This repository contains the source code and experiments for our research paper, "Vulnerability of Federated Learning to Data Noises". This project systematically investigates the impact of feature-level data noise on the performance of Federated Learning (FL) and provides a comprehensive comparison against traditional Centralized Learning (CL).

Overview

Federated Learning (FL) enables collaborative model training on decentralized data, offering significant privacy advantages. However, real-world data, especially data collected on edge devices, is often imperfect and noisy. This project explores a critical, yet underexplored, vulnerability of FL: its sensitivity to feature-level noise (i.e., corruption in the input data itself, such as blur in images or typos in text).

Our research addresses the following key questions:

  • How does the performance of FL degrade under increasing levels of feature noise?
  • How does this degradation compare to that of traditional Centralized Learning (CL)?
  • What are the underlying mechanisms within the FL process that cause these effects?

Key Findings

Our extensive, multi-modal experiments lead to a clear and consistent conclusion:

Federated Learning is significantly more vulnerable to feature noise than Centralized Learning.

Project Structure

The repository is organized by data modality, with a dedicated toolkit for noise generation.

.
├── audio/
│   └── README.md   # Code for noise injection and model training on audio data
├── image/
│   └── README.md   # Code for noise injection and model training on image data
├── DataNoiseGenerator/
│   └── README.md   # A standalone, command-line toolkit for injecting noise
├── tabular/
│   └── README.md   # Code for noise injection and model training on tabular data
├── text/
│   └── README.md   # Code for noise injection and model training on text data
└── video/
    └── README.md   # Code for noise injection and model training on video data
  • Modality Directories (/audio, /image, etc.): Each directory contains the necessary scripts for data preparation, noise injection, and running the FL/CL experiments for that specific data type. Please refer to the README.md within each directory for detailed instructions.
  • DataNoiseGenerator/: This directory contains our flexible, open-source noise injection toolkit. It is designed to be a standalone tool that can inject a wide range of common, modality-aware noises into five different data types with precise control.

Core Components

1. Multi-Modal Experiments

To ensure our findings are generalizable, our study covers five diverse data modalities:

  • Image: Object Recognition on CIFAR-10 and Object Detection on Pascal VOC 2012
  • Video: Action Recognition on UCF101, Something-Something (V2), and ARID
  • Audio: Sound Classification on UrbanSound8K and Environmental Sound Classification (ESC) 50
  • Text: Next-Word Prediction on Shakespeare, AG News, and Amazon Reviews
  • Tabular: Phishing Website Prediction (classification) and House Price Prediction (regression)

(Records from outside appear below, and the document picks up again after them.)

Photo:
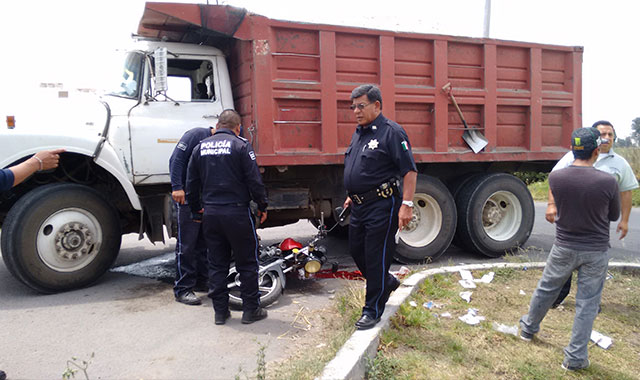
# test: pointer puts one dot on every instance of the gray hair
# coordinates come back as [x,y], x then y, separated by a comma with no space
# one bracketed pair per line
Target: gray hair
[371,90]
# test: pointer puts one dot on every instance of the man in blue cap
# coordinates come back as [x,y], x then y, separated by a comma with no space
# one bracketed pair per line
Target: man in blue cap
[587,200]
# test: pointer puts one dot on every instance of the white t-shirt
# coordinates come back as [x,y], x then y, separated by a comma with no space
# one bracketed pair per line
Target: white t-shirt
[611,163]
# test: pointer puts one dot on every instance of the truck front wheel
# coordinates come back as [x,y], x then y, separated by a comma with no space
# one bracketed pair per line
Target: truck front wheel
[433,225]
[60,237]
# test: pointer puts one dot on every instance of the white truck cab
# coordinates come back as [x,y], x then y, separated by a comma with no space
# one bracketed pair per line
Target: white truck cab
[114,176]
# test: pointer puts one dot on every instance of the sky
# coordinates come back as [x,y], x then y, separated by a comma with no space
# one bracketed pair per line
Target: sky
[70,41]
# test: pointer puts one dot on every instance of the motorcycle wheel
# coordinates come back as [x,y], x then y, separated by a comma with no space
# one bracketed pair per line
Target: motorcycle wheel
[269,287]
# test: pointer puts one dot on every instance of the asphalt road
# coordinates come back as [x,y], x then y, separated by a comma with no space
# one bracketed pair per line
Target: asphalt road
[136,330]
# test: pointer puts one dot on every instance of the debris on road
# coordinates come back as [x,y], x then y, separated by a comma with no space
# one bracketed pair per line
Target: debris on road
[601,340]
[506,329]
[472,317]
[466,296]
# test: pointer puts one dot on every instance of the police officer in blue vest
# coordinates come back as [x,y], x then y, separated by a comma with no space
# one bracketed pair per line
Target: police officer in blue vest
[222,179]
[378,157]
[191,250]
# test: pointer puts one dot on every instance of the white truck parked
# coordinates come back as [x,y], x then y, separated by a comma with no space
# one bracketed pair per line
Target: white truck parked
[291,84]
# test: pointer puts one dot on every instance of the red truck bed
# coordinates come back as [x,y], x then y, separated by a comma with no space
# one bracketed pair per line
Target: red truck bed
[292,81]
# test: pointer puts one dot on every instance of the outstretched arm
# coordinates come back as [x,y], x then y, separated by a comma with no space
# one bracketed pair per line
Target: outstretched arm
[44,160]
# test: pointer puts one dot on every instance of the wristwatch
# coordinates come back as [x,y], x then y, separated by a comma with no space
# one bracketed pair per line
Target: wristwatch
[408,203]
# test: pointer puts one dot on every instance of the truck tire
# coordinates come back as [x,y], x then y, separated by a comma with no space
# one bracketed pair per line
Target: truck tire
[431,230]
[495,214]
[60,237]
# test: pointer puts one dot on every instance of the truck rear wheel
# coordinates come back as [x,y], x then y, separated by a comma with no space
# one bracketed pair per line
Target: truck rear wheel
[431,230]
[60,237]
[495,214]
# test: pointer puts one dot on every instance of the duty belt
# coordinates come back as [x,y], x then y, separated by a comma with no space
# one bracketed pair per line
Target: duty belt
[385,190]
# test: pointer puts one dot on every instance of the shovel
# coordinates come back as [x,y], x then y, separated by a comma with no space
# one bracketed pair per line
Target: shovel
[471,136]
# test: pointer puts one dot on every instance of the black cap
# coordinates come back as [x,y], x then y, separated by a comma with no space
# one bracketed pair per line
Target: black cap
[585,139]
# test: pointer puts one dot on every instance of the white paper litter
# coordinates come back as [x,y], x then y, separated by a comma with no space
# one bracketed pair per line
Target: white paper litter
[601,340]
[466,275]
[472,317]
[467,284]
[487,278]
[511,330]
[403,271]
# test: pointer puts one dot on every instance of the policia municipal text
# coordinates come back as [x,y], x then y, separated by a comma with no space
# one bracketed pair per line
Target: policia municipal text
[222,178]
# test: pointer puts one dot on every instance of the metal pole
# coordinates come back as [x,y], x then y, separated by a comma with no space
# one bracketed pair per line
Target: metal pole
[487,18]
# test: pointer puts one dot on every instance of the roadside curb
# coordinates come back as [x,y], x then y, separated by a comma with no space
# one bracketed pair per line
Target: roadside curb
[351,360]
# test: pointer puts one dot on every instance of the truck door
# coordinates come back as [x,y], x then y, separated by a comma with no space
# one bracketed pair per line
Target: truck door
[192,100]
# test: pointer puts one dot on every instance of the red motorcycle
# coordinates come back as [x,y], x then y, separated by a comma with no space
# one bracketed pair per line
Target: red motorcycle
[275,261]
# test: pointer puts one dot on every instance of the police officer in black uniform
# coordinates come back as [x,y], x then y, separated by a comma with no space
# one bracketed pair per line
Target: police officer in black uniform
[223,177]
[191,249]
[377,158]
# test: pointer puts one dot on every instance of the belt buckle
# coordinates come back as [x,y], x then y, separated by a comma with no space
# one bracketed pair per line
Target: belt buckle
[385,190]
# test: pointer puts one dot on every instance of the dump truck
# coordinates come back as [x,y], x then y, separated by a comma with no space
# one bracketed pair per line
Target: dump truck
[291,83]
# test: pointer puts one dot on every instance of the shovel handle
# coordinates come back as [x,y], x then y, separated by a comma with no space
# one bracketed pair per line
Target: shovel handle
[455,104]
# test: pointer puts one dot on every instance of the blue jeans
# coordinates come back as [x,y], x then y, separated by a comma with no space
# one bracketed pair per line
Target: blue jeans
[592,271]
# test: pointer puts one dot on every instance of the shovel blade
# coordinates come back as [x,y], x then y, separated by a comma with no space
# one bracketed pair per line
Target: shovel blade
[475,140]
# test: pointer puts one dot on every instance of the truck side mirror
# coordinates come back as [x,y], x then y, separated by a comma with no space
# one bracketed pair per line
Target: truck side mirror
[160,61]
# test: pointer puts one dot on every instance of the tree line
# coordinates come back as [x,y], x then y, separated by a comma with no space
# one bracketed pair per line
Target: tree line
[633,139]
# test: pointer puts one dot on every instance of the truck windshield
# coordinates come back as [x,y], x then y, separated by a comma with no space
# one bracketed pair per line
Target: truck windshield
[128,78]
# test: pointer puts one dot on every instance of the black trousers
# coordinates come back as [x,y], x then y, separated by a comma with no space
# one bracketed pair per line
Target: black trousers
[231,228]
[372,245]
[191,253]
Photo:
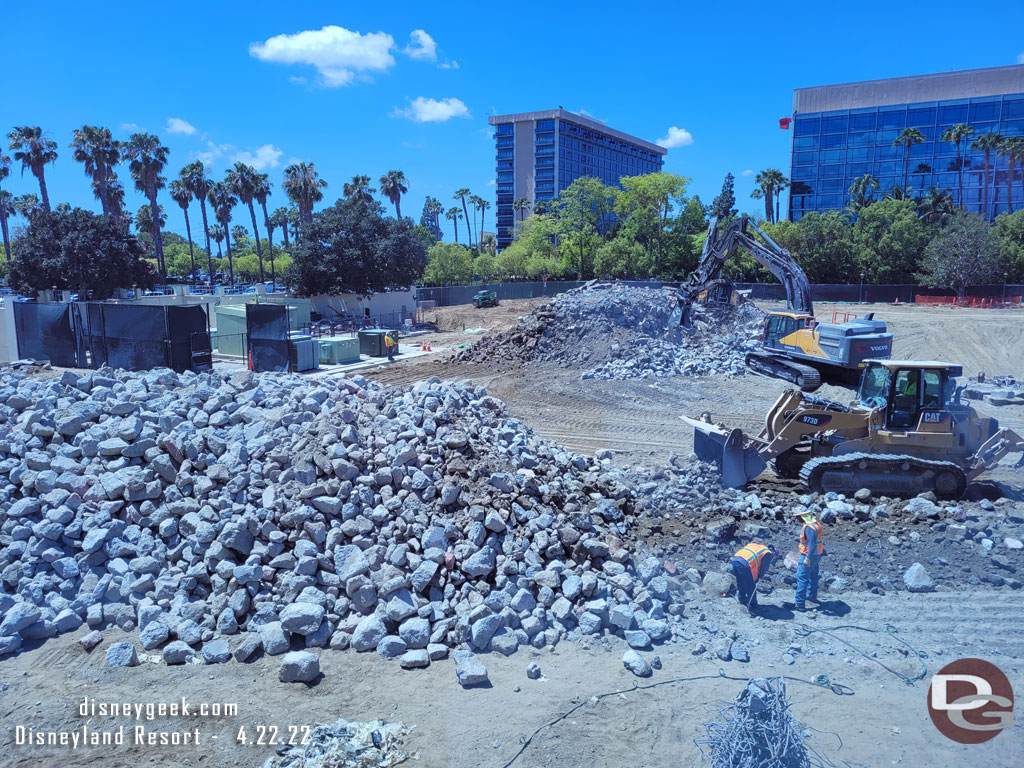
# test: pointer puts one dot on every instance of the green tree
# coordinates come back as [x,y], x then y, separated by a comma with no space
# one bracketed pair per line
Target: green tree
[181,195]
[77,250]
[393,185]
[222,201]
[724,205]
[907,138]
[987,142]
[146,160]
[1013,150]
[303,186]
[1008,229]
[351,247]
[34,152]
[861,193]
[889,239]
[964,253]
[956,135]
[454,214]
[449,264]
[96,148]
[197,180]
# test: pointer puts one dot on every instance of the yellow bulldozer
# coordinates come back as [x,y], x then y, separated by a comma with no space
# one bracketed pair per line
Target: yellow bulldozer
[909,431]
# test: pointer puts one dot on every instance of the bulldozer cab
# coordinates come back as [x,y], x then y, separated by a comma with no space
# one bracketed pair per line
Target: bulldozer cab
[912,394]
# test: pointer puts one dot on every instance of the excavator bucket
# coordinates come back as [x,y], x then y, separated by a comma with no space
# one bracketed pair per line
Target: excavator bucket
[739,463]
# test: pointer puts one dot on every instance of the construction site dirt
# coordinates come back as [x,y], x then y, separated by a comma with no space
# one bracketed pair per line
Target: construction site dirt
[973,607]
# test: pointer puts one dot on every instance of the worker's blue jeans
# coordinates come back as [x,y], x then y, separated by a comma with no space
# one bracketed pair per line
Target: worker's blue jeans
[807,580]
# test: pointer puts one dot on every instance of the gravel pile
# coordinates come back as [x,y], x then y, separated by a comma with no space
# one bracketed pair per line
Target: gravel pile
[622,332]
[221,515]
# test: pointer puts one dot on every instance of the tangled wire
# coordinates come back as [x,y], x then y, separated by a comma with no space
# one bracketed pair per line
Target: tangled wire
[758,731]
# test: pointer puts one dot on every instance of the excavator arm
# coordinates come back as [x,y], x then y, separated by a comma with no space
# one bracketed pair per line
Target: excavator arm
[719,248]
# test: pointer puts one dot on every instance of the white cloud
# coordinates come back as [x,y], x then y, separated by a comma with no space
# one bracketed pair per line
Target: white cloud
[432,111]
[676,137]
[262,158]
[177,125]
[421,46]
[336,52]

2. DataNoiseGenerator: A Unified Noise Injection Toolkit

A key contribution of this project is DataNoiseGenerator, a powerful command-line tool for injecting controlled feature noise into datasets. It was built on three core principles:

  • Modality-Awareness: Implements noise types that are realistic for each data modality (e.g., motion blur for video, typos for text).
  • Fine-Grained Controllability: Allows precise control over both noise intensity (how strong the noise is) and noise proportion (what fraction of the data is affected).
  • Unified Interface: Provides a consistent command-line interface across all data types, making it easy to set up controlled experiments.

For detailed usage, please see the DataNoiseGenerator README.

How to Run the Experiments

Each modality-specific directory (/audio, /image, etc.) is self-contained and includes its own README.md file with detailed instructions for:

  1. Setting up the Python environment and dependencies.
  2. Downloading and preparing the dataset.
  3. Using DataNoiseGenerator to create noisy versions of the data.
  4. Running the training scripts for both Federated and Centralized Learning.

Please navigate to the directory of interest to get started.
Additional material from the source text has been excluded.